Smartphone based fall detection system

This paper describes the design of a smartphone based fall detection system and characterizes the preliminary efficacy of the proposed system in activities of daily living (ADLs). Using the embedded sensors available in a smartphone (i.e., accelerometer, gyroscope and magnetometer), kinematic analysis of movement can be performed in real-time, allowing for continuous monitoring of fall status. Fall sensing thresholds are defined based on angular rate of change (TH1), maximum acceleration (TH2), and maximum attitude change (TH3). TH1 is measured from the resultant pitch and roll angular velocity vector and defined as 3.1 rad/s (~180°/s). TH2 is measured from the resultant acceleration vector and defined as 1.6 g. TH3 is measured from the resultant vector of the pitch and roll angles, and defined at 0.59 rad (39°).

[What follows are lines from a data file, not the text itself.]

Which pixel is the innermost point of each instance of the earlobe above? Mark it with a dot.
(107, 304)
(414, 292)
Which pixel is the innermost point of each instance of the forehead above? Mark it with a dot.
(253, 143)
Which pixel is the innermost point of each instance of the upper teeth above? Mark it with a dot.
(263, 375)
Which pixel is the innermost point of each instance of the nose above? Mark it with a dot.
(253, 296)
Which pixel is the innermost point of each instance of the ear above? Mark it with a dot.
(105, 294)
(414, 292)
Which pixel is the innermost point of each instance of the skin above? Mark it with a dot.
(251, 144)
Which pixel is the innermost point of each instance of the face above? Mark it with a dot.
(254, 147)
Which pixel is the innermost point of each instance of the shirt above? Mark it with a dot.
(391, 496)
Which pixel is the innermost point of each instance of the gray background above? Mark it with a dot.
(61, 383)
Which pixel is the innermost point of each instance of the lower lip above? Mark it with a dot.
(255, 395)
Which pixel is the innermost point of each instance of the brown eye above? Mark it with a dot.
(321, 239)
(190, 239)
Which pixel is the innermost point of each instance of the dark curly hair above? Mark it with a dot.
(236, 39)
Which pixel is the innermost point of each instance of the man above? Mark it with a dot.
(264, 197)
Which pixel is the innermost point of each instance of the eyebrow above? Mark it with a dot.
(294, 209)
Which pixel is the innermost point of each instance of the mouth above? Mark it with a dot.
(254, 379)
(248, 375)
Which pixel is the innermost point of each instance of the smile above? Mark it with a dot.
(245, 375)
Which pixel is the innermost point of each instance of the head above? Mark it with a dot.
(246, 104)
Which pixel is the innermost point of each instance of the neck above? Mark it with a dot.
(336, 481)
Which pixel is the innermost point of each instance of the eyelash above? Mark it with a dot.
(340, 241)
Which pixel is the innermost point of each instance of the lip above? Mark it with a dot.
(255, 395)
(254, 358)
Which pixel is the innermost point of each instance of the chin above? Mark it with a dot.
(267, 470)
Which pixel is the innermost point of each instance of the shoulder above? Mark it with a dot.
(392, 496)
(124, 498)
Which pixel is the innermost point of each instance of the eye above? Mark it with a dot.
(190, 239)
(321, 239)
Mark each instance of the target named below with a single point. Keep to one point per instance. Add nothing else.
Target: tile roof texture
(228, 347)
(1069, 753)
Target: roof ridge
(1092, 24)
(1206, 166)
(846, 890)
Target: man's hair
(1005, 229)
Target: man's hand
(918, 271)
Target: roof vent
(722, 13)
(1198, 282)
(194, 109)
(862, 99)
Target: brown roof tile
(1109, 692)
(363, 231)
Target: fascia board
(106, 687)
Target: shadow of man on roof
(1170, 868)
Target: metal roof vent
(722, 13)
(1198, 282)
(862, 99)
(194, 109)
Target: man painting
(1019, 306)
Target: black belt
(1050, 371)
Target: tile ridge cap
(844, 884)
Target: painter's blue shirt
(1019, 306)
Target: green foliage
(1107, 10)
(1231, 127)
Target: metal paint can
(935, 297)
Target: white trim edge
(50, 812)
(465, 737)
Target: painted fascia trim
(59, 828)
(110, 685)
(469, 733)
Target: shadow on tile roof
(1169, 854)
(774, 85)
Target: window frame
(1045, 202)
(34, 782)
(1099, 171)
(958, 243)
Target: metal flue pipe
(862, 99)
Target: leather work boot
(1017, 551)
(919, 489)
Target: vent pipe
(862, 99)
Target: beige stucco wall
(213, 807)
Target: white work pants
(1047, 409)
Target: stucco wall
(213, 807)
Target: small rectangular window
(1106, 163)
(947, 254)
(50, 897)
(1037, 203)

A proof-of-concept study was performed on five ADL tasks: 1) comfortable walking, 2) stand-to-seated posture, 3) seated-to-standing posture, 4) pivoting at the waist to pick up an object, and 5) stand-to-seated-to-laying transition. No trials violated the defined thresholds for fall detection, signifying no false positives. These results are important for the definition of machine learning algorithms, currently under development, to minimize false positive and false negative fall detection events.